The overwhelming negative criticism of the substitute referees in Monday’s Seattle-Green Bay football game, during which Seattle won after a highly controversial call, shows that as a people we like our rules.
It is common to hear that someone, perhaps a fashion designer, “broke all the rules” coming up with a new dress for the fall season. We are told by car companies that they “broke all the rules” to roll out a better-mileage car.
But those “rule breakers” really weren’t breaking any rules at all. All they did was try something new, and it happened to work.
Breaking all the rules doesn’t go over well, as the huff-and-puff criticism over the referees’ call plainly shows. That’s because we are taught rules from the start, and once we learn to follow the rules, it’s a hard habit to break.

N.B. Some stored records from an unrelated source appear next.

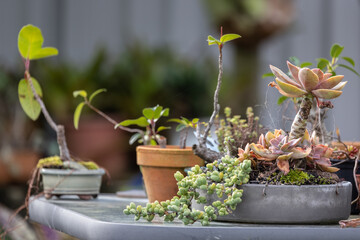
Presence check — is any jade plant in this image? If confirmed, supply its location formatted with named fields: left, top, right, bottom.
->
left=73, top=89, right=170, bottom=148
left=124, top=156, right=251, bottom=226
left=18, top=24, right=93, bottom=169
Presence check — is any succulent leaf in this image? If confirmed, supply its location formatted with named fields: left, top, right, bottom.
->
left=270, top=65, right=301, bottom=87
left=312, top=89, right=342, bottom=99
left=299, top=68, right=319, bottom=92
left=311, top=68, right=324, bottom=82
left=316, top=75, right=344, bottom=89
left=276, top=78, right=306, bottom=97
left=286, top=61, right=302, bottom=86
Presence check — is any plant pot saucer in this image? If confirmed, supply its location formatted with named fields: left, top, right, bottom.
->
left=40, top=168, right=105, bottom=200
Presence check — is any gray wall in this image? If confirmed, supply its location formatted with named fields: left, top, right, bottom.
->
left=0, top=0, right=360, bottom=140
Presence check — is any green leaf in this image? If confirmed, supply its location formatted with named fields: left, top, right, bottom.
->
left=18, top=24, right=58, bottom=60
left=330, top=43, right=344, bottom=58
left=289, top=56, right=300, bottom=66
left=277, top=96, right=288, bottom=105
left=339, top=64, right=360, bottom=77
left=316, top=58, right=330, bottom=69
left=156, top=126, right=171, bottom=133
left=207, top=35, right=221, bottom=46
left=168, top=118, right=185, bottom=124
left=73, top=90, right=87, bottom=98
left=220, top=33, right=241, bottom=43
left=154, top=105, right=163, bottom=120
left=262, top=73, right=275, bottom=78
left=129, top=133, right=142, bottom=145
left=143, top=108, right=155, bottom=119
left=74, top=102, right=85, bottom=129
left=342, top=57, right=355, bottom=67
left=191, top=118, right=200, bottom=124
left=89, top=88, right=106, bottom=102
left=300, top=62, right=312, bottom=68
left=160, top=108, right=170, bottom=117
left=18, top=78, right=42, bottom=121
left=176, top=124, right=188, bottom=132
left=115, top=117, right=149, bottom=128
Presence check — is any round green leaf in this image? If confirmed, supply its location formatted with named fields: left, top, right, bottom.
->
left=18, top=78, right=42, bottom=120
left=18, top=24, right=58, bottom=60
left=115, top=117, right=149, bottom=128
left=73, top=90, right=87, bottom=98
left=143, top=108, right=155, bottom=119
left=207, top=35, right=221, bottom=46
left=153, top=105, right=163, bottom=120
left=342, top=57, right=355, bottom=67
left=220, top=33, right=241, bottom=43
left=89, top=88, right=106, bottom=102
left=330, top=43, right=344, bottom=58
left=74, top=102, right=85, bottom=129
left=129, top=133, right=142, bottom=145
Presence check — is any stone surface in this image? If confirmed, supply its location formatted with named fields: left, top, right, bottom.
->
left=29, top=194, right=360, bottom=240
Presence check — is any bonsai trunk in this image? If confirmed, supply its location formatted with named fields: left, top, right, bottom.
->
left=193, top=39, right=223, bottom=162
left=289, top=96, right=312, bottom=140
left=25, top=70, right=71, bottom=161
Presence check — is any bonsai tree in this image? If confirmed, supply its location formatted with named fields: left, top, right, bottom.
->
left=73, top=89, right=169, bottom=148
left=18, top=24, right=92, bottom=169
left=193, top=27, right=241, bottom=162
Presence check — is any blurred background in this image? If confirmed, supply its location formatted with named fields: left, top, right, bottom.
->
left=0, top=0, right=360, bottom=239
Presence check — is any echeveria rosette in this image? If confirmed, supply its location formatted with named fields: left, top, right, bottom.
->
left=269, top=61, right=347, bottom=104
left=239, top=130, right=311, bottom=174
left=269, top=62, right=346, bottom=140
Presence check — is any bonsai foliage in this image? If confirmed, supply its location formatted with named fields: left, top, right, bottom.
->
left=269, top=62, right=347, bottom=140
left=18, top=25, right=71, bottom=161
left=193, top=27, right=241, bottom=162
left=73, top=89, right=170, bottom=148
left=124, top=156, right=251, bottom=225
left=215, top=107, right=264, bottom=157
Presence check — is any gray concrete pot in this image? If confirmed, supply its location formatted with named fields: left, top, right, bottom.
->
left=40, top=168, right=105, bottom=198
left=192, top=182, right=352, bottom=224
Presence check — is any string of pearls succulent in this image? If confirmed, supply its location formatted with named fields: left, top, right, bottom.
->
left=124, top=156, right=251, bottom=226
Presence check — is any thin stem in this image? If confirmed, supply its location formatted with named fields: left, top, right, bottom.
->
left=289, top=96, right=312, bottom=140
left=25, top=70, right=71, bottom=161
left=199, top=38, right=223, bottom=147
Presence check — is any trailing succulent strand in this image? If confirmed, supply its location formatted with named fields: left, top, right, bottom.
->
left=124, top=156, right=251, bottom=225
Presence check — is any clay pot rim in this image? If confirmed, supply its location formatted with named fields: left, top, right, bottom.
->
left=136, top=145, right=193, bottom=155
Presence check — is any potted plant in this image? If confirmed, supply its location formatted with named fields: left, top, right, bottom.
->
left=18, top=25, right=105, bottom=199
left=74, top=94, right=203, bottom=201
left=124, top=29, right=351, bottom=225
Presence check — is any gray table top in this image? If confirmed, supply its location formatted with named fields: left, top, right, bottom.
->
left=29, top=194, right=360, bottom=240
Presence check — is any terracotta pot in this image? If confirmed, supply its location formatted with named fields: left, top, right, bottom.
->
left=136, top=146, right=204, bottom=202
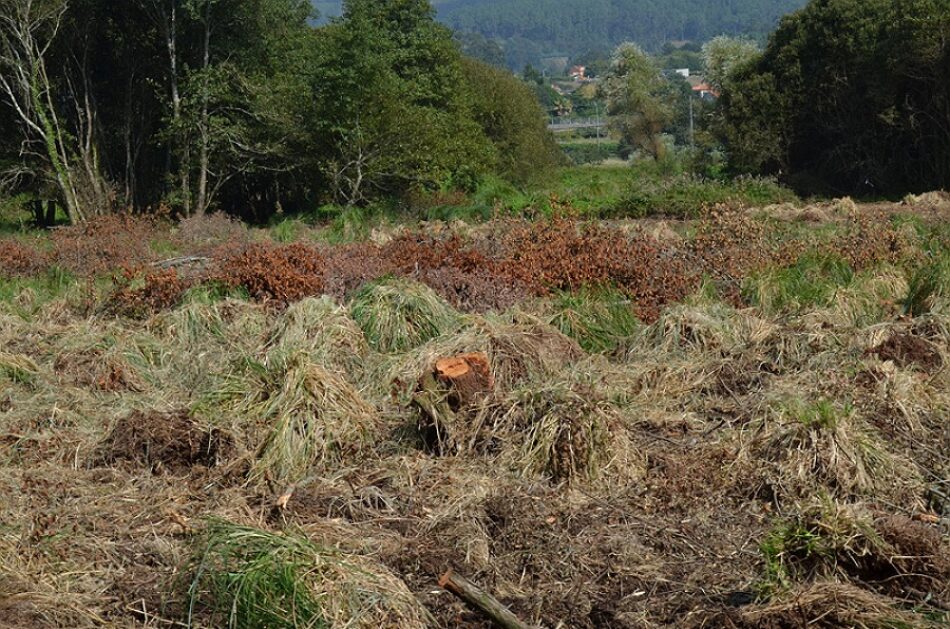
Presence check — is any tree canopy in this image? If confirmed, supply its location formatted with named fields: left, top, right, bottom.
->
left=721, top=0, right=950, bottom=194
left=0, top=0, right=552, bottom=221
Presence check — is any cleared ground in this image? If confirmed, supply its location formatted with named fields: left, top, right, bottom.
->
left=0, top=194, right=950, bottom=627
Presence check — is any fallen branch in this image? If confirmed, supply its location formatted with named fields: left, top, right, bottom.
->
left=152, top=256, right=210, bottom=269
left=439, top=570, right=529, bottom=629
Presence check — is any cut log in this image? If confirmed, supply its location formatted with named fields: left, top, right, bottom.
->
left=435, top=352, right=495, bottom=411
left=439, top=570, right=529, bottom=629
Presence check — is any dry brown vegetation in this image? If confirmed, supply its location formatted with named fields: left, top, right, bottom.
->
left=0, top=199, right=950, bottom=628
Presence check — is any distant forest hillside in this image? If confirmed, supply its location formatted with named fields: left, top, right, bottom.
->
left=315, top=0, right=805, bottom=67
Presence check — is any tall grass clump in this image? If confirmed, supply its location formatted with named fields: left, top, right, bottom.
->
left=187, top=521, right=431, bottom=629
left=614, top=172, right=797, bottom=218
left=904, top=252, right=950, bottom=317
left=743, top=253, right=854, bottom=313
left=205, top=353, right=379, bottom=483
left=747, top=398, right=923, bottom=503
left=549, top=289, right=640, bottom=354
left=350, top=278, right=461, bottom=353
left=268, top=297, right=369, bottom=374
left=439, top=374, right=642, bottom=483
left=759, top=499, right=888, bottom=594
left=0, top=351, right=40, bottom=384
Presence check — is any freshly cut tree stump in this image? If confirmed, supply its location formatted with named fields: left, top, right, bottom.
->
left=435, top=352, right=495, bottom=411
left=413, top=352, right=495, bottom=455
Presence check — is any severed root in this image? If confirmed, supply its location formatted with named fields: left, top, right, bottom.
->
left=439, top=570, right=529, bottom=629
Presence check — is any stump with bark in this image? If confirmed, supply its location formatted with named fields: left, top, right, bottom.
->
left=413, top=352, right=495, bottom=455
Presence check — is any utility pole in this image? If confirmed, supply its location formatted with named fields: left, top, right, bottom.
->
left=689, top=88, right=695, bottom=148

For instance, we are told in The San Francisco Chronicle on Monday that Death Row inmates, of all people, do not favor Proposition 34, which would end the death penalty in California. What? Why not?
The answer is that they like the rules the way they are — at least one of the rules. That rule gives the 725 condemned prisoners the right to free attorneys to appeal their sentences and prove them innocent. That seems goofy, but it also is human nature.
Under Prop. 34, inmates still would have the right to appeal their sentences, but they would not have the unlimited use of free attorneys that they have now. They like the old rule better, even though the risk of execution would be eliminated under the new one. And who wouldn’t like a free attorney?
I remember Mom and Dad teaching rules to my sister and me. “Don’t beat up on your sister,” Dad would say to me sternly. “Don’t take your brother’s things from his room,” Mom would tell my sister.
To this day, I don’t beat up on my sister, and she keeps her hands off my things. Of course, the fact we live 800 miles away from each other has a part in that. But those were the rules, and pretty good ones, if you think about it. I wouldn’t want to change them, even if the citizens of California did vote for it.